On July 21, 2022, the agency cleared a new tool for RapidAI’s neurovascular artificial intelligence (AI) platform, called Rapid Hyperdensity, as part of the clinical decision support and patient workflow. The tool allows for quick assessment of injury severity among those with traumatic brain injury and brain hemorrhages, with a goal of improving and speeding up patient care decisions.9
Rapid Hyperdensity uses noncontrast CT scans to evaluate the hyperdense tissue volume during the identification and assessment of intracerebral hemorrhage. In the hospital and mobile stroke unit settings, the Rapid Hyperdensity tool can provide additional contextual data to help inform triage and transfer decisions, which have been an area of focus in the clinical care of stroke and neurovascular conditions.
"As a neurosurgeon who treats many patients with intracranial hemorrhage (ICH), I am very excited for the recently approved Rapid Hyperdensity product that builds on the well-established RapidAI stroke platform,” Alejandro M. Spiotta, MD, director, Neuroendovascular Surgery Division, Medical University of South Carolina, said in a statement.9 “Detection of ICH via AI can save lives by helping to speed up diagnosis and accelerate [the] transfer to the best physician and hospital that can take care of the patient. With the addition of automatic hyperdense volume measurement, physicians can more easily track volume over time and help quickly identify which patients may require an intervention. This is an exciting time for those of us treating ICH."
Finally, on July 26, Ionis Pharmaceuticals announced that the FDA had accepted its NDA for tofersen, an investigational antisense medicine being evaluated for the treatment of superoxide dismutase 1 (SOD1) ALS. Additionally, the agency assigned the treatment priority review and set a PDUFA date of January 25, 2023.10
Ionis will be seeking approval under the accelerated approval pathway based on data that showed changes in neurofilament. The NDA included data from a phase 1 study of healthy volunteers, a phase 1/2 dose ascending study, and the phase 3 VALOR study (NCT02623699) and its open-label extension. In VALOR, the most recently reported study, treatment with tofersen resulted in reductions in neurofilament light, accompanied by trends toward reduced disease progression and reductions in SOD1 protein in patients with SOD1 ALS.

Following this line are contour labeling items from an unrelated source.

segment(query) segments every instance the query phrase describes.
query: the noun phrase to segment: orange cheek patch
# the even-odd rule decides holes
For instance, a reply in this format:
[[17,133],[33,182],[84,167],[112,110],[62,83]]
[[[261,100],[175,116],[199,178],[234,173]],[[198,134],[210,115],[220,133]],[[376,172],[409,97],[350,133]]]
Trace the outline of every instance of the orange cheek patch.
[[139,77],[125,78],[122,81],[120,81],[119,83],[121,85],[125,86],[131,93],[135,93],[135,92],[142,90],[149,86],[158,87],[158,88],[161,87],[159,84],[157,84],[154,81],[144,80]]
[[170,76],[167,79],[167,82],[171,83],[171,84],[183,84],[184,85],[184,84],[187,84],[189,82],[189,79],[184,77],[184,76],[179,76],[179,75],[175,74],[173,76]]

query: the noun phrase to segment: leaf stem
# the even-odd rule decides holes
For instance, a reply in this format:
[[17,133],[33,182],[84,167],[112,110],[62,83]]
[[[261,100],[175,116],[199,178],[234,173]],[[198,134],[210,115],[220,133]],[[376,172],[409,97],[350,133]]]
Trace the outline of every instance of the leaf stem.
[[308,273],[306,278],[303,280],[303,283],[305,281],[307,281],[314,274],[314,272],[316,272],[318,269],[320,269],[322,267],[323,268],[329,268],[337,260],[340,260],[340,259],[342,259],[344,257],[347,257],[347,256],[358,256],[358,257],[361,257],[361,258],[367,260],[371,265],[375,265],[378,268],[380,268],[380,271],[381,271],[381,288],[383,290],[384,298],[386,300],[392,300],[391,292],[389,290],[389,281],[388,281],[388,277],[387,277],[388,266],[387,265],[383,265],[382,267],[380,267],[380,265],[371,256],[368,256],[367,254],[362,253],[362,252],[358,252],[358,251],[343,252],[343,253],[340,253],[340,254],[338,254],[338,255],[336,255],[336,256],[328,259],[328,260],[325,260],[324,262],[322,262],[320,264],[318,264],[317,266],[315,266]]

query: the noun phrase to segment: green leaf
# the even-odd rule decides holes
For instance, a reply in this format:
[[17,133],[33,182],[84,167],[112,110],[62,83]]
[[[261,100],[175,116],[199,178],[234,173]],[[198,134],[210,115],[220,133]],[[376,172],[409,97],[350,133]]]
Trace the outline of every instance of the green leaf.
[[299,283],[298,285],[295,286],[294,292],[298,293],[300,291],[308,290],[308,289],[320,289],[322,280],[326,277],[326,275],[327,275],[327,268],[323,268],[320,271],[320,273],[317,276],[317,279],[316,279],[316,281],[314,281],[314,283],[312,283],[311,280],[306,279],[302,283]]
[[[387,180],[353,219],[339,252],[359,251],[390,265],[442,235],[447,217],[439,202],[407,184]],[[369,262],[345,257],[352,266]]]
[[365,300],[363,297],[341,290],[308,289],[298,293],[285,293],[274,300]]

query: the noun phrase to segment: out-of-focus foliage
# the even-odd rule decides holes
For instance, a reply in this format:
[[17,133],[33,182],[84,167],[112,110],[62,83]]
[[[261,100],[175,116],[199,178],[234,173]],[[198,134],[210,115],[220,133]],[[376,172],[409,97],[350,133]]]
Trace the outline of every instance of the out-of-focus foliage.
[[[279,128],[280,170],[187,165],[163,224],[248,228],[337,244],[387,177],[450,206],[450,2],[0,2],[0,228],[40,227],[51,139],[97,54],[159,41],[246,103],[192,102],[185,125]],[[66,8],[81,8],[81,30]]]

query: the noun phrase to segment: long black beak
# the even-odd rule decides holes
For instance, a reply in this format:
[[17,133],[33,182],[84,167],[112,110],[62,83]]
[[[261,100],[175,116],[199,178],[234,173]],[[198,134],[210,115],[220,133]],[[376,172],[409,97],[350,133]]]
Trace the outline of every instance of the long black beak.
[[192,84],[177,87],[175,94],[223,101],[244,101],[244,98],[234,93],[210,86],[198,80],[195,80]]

"Acceptance of the new drug application for tofersen is a monumental milestone, not just for Ionis but for all people with SOD1 ALS, their families and healthcare professionals battling this devastating disease. To them we extend our deepest gratitude. Their courage has been instrumental to the achievement of this goal," C. Frank Bennett, PhD, executive vice president, chief scientific officer, and franchise leader for neurological programs, Ionis, said in a statement. "We also want to thank Biogen for their commitment to advancing tofersen, which, if approved, will be the first treatment that targets a genetic cause of ALS. Acceptance of the NDA for tofersen further strengthens Ionis' platform strategy to target all forms of ALS and central nervous system disorders more broadly."